First of all, thank you Daniel for taking the time to post a
lengthy reply! I do not get that kind of high-quality feedback
very often :)
I hope the community and googlers would benefit from that
conversation sometime. I did straighten out some thoughts
and (mis-)understandings, at least, more on that below :)
2012-05-18 15:30, Daniel Carosone wrote:
On Fri, May 18, 2012 at 03:05:09AM +0400, Jim Klimov wrote:
>> While waiting for that resilver to complete last week,
>> I caught myself wondering how the resilvers (are supposed
>> to) work in ZFS?
> The devil finds work for idle hands... :-)
Or rather, brains ;)
> Well, I'm not that - certainly not on the code. It would probably be
> best (for both of us) to spend idle time looking at the code, before
> spending too much on speculation. Nonetheless, let's have at it! :)
...Yes, I should look at the code instead of posting speculation.
Good idea any day, but rather lengthy in time. I have looked at the
code, at blogs, at mailing list archives, at the aged ZFS spec, for
about a year on-and-off now, and as you could see - understanding
remains imperfect ;)
Besides, turning the specific C code, even with those good comments
that are in place, into a narrative description like we did in this
thread, is bulky, time-consuming and likely useless (not conveyed)
to other people wanting to understand the same and perhaps hoping
to contribute - even if only algorithmic ideas ;)
Finally, breaking the head over existing code only, instead of
sitting back and doing some educated thinking (speculation),
*may* be useless in the sense that if the current algorithms
(or their implementation) work unsatisfactorily for at least
the use-cases I see them used in. Thus I as a n00b researcher
might care a bit less about what exactly is wrong in the system
that does not work (the way I want it to, at least), and I'd
care a bit more about designing and planning = speculating =
how (I think) it should work to suit my needs and usage patterns.
In this regard the existing implementation may be seen as a
POC which demostrates what can be done, even if sub-optimally.
It works somewhat, and since we see downsides - it might work
At the very least I can try to understand how it works now
and why some particular choices and tradeoffs were mare
(perhaps we do use the lesser of evils indeed) - explained
in higher-level concepts and natural-language words that
correspondents like you or other ZFS experts (and authors)
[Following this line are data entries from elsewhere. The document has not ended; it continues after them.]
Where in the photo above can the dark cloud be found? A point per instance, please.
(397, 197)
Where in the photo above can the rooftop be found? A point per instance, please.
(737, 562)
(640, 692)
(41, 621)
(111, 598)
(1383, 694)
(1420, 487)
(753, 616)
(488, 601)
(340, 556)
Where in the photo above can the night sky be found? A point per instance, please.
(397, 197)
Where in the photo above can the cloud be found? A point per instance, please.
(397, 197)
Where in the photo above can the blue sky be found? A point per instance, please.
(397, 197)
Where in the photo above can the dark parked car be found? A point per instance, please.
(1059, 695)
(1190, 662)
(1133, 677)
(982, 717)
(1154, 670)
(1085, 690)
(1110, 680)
on this list can quickly confirm or deny without wasting
their precious time (no sarcasm) on lengthy posts like these,
describing it all in detail. This is a useful experience and
learning source, and different from what reading the code
alone gives me.
Anyway, this "speculation" would be done by this n00b reader of
the code implicitly and with less (without any?) constructive
discussion (thanks again for that!) if I were to look into code
trying to fix something without planning ahead, and I know that
often does not end very well.
Ultimately, I guess I got more understanding by spending a few
hours to formulate correct questions (and thankfully getting some
answers) than from compiling all the disparate (and often outdated)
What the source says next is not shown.